50 Jahre DER RING 1961-2011
Happenings, Hearings und Häuser-Rochade

Von Robert Burg


Prominente Besucher und gemeinsame Feste, aber auch hitzige Debatten über Umweltschutz und Weltfrieden prägen die frühen 1980er-Jahre in Bethel. DER RING dokumentiert eine Zeit, in der Bethel zwar keine Umbrüche und Krisen durchstehen muss, aber auch nicht zur Ruhe kommt.


Aus Sicht vieler Menschen mit Behinderung beginnen die Achtzigerjahre wenig erfreulich. Eine UNO-Schöpfung, das "Jahr der Behinderten", wird heftig kritisiert.

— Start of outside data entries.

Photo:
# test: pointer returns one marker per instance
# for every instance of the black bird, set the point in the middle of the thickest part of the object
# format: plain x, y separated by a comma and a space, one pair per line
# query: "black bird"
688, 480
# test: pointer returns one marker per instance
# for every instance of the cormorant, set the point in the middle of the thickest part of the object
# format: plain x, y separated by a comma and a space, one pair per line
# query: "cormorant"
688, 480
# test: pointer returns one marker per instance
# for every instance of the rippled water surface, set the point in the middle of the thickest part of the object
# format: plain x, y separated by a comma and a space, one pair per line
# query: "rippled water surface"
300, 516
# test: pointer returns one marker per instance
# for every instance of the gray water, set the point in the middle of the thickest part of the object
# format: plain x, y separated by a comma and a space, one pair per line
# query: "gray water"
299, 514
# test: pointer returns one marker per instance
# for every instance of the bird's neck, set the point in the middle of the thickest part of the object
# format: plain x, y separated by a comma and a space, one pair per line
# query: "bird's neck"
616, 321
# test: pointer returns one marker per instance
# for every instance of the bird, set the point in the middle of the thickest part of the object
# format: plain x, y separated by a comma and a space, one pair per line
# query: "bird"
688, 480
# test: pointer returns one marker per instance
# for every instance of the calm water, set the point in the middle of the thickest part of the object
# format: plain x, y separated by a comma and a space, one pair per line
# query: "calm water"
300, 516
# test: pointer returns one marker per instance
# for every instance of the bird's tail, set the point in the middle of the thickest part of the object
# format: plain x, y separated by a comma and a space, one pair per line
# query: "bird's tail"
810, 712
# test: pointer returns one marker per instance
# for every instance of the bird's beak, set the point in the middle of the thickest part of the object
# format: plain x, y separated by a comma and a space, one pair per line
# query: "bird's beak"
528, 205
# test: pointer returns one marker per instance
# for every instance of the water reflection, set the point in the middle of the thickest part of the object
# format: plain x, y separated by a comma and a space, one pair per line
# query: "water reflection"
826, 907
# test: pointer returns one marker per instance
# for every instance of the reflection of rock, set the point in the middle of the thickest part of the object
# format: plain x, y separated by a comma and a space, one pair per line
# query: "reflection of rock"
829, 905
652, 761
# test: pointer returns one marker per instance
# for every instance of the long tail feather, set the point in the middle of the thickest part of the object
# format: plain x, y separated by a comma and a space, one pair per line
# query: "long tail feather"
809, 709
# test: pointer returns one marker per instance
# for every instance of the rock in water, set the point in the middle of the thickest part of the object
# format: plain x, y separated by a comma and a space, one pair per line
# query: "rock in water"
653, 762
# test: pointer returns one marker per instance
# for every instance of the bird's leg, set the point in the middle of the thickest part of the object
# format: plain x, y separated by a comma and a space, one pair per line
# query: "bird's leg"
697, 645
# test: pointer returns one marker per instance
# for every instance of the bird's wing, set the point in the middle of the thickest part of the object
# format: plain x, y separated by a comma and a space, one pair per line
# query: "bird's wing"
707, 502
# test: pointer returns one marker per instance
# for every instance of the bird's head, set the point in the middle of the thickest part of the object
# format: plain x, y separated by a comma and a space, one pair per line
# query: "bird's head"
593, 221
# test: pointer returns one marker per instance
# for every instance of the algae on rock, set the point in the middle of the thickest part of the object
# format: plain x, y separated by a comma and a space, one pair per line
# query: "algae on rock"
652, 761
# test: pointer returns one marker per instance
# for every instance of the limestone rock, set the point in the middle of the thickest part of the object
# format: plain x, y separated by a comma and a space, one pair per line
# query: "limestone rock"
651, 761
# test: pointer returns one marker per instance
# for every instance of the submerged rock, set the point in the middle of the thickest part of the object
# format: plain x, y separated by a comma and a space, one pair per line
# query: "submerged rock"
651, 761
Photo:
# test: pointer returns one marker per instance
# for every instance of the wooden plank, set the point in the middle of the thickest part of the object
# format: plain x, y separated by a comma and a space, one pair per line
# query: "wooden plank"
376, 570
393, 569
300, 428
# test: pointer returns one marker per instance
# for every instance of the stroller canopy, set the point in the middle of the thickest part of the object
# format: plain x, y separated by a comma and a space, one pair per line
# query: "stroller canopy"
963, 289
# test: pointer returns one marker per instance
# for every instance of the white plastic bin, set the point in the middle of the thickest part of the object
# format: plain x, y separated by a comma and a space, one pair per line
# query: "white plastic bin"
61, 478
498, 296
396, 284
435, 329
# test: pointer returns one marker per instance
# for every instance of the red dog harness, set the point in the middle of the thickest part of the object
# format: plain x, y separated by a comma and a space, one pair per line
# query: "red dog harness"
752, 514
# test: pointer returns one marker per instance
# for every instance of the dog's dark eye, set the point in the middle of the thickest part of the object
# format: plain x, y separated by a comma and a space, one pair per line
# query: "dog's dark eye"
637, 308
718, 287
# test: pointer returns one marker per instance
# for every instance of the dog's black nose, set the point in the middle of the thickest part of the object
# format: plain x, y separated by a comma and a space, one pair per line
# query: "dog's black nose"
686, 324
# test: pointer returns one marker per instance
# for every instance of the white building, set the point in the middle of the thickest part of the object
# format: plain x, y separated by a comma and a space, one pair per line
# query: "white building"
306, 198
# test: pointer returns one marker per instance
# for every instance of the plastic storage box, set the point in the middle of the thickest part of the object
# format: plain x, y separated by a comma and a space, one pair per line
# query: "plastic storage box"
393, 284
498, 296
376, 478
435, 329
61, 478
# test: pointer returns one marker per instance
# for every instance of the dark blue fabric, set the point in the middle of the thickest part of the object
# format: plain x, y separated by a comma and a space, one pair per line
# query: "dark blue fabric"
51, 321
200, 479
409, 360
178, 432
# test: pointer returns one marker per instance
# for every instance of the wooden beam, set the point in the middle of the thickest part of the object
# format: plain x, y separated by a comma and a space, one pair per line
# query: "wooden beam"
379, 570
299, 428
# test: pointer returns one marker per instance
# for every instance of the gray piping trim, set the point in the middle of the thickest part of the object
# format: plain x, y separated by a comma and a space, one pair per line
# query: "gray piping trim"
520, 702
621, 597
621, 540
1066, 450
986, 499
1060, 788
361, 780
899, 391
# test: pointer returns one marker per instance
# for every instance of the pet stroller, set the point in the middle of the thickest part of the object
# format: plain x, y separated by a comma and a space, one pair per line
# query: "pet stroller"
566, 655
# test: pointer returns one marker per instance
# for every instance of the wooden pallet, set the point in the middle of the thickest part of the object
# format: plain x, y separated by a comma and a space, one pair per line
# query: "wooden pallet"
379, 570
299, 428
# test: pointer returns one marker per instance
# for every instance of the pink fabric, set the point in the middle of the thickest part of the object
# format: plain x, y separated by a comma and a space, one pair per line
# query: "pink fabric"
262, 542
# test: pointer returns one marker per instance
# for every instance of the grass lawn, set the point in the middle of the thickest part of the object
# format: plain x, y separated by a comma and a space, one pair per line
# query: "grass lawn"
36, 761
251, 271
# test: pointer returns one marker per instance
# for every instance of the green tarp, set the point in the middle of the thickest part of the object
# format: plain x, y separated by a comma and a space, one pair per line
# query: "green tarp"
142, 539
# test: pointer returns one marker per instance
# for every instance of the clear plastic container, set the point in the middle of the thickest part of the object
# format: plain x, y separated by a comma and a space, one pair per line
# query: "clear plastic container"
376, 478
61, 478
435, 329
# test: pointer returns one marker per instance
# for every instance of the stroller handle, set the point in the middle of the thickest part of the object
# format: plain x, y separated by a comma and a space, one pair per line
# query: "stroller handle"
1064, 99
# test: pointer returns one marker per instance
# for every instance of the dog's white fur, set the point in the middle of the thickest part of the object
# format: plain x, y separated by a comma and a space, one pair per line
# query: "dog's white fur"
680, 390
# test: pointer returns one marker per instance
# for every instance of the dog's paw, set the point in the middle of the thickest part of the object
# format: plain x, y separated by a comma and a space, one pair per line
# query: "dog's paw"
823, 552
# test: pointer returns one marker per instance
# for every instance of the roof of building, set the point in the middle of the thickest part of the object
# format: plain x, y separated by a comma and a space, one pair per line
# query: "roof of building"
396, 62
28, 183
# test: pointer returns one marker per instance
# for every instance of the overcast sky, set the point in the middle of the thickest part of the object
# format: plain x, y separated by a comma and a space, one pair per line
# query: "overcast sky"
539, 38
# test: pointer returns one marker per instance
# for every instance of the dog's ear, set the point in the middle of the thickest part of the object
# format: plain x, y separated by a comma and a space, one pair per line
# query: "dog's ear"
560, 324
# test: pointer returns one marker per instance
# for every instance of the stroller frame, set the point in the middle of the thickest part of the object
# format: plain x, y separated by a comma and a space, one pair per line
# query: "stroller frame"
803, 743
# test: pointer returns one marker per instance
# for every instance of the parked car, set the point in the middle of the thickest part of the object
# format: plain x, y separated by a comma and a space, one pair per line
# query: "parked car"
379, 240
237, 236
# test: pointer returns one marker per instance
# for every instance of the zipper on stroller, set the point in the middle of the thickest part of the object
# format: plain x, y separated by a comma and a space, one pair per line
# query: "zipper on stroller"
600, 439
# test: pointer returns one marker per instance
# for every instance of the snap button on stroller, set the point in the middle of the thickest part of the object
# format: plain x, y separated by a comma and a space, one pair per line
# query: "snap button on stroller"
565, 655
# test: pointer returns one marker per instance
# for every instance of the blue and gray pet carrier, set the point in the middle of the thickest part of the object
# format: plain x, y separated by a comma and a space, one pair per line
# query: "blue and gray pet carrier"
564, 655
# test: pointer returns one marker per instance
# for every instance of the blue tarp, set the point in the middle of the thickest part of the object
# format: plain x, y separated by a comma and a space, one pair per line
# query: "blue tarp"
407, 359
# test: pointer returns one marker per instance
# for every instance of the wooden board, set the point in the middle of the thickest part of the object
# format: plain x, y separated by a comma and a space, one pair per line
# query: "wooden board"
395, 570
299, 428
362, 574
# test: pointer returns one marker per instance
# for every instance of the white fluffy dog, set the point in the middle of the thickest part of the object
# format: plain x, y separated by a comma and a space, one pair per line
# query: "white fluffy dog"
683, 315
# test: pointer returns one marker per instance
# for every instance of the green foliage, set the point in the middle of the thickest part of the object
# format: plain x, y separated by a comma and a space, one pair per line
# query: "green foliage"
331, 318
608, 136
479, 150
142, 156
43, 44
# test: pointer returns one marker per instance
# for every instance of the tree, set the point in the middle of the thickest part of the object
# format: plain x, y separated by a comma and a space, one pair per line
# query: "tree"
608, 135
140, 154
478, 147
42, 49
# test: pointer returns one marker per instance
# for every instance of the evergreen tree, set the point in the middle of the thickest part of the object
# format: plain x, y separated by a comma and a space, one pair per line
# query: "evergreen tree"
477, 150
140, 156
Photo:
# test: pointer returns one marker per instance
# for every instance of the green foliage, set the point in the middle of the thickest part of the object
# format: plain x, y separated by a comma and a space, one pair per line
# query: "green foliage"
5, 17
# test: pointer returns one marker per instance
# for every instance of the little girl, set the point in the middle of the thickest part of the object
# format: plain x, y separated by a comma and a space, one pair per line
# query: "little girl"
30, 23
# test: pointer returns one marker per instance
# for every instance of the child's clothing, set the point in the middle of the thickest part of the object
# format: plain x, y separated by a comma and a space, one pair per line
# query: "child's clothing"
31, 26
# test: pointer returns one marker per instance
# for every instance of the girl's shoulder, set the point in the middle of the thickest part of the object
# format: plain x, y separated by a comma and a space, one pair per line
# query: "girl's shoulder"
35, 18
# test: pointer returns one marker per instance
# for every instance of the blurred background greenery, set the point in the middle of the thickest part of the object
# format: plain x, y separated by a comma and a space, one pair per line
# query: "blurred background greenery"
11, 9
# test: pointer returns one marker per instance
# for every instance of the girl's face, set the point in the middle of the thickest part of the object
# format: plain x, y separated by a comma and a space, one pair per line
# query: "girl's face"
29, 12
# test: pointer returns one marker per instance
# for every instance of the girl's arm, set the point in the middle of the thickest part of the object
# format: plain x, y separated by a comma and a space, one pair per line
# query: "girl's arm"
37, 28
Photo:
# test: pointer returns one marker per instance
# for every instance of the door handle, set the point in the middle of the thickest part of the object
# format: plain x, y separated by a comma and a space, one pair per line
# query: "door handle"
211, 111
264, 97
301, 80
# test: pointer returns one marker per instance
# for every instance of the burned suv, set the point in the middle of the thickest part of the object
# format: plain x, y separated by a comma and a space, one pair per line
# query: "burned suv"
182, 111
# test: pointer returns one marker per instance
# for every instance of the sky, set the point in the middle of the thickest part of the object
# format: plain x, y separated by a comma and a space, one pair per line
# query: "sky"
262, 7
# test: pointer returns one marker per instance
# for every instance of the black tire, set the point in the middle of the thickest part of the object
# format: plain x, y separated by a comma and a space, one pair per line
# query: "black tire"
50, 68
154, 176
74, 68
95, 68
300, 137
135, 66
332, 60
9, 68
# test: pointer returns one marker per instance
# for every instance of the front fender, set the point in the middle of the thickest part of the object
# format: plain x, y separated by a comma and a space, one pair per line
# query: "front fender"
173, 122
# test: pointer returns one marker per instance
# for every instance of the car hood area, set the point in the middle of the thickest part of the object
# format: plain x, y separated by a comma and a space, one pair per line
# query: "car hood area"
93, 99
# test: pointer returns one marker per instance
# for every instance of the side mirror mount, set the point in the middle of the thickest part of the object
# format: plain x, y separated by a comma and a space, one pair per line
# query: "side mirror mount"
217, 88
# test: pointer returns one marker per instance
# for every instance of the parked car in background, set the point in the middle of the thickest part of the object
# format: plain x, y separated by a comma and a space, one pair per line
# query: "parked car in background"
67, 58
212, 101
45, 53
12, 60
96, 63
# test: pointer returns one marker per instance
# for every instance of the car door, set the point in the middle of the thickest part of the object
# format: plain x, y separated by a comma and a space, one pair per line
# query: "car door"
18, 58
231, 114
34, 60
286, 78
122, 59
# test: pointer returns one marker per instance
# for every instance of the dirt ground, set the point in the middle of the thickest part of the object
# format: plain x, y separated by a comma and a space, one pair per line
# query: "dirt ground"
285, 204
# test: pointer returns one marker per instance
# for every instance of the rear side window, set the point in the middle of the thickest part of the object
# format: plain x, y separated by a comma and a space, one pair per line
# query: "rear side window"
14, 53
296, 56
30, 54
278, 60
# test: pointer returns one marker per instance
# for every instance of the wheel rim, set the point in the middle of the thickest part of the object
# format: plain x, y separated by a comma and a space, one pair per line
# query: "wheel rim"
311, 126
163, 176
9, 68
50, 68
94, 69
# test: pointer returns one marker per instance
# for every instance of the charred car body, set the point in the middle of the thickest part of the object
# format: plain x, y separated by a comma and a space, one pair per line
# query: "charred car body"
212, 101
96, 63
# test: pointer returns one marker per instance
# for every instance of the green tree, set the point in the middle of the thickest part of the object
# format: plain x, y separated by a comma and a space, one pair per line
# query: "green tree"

Viele fühlen sich ausgeschlossen und übergangen; bei der Eröffnungsfeier in Dortmund kommt es zu wütenden Protesten. Vermittelnde Töne schlägt Anstaltsleiter Pastor Johannes Busch in der Mai-Ausgabe 1981 an: "Sicher brauchen wir so ein Jahr nicht, aber wenn es schon eins gibt, liegt es an uns, ihm eine sinnvolle Richtung zu geben."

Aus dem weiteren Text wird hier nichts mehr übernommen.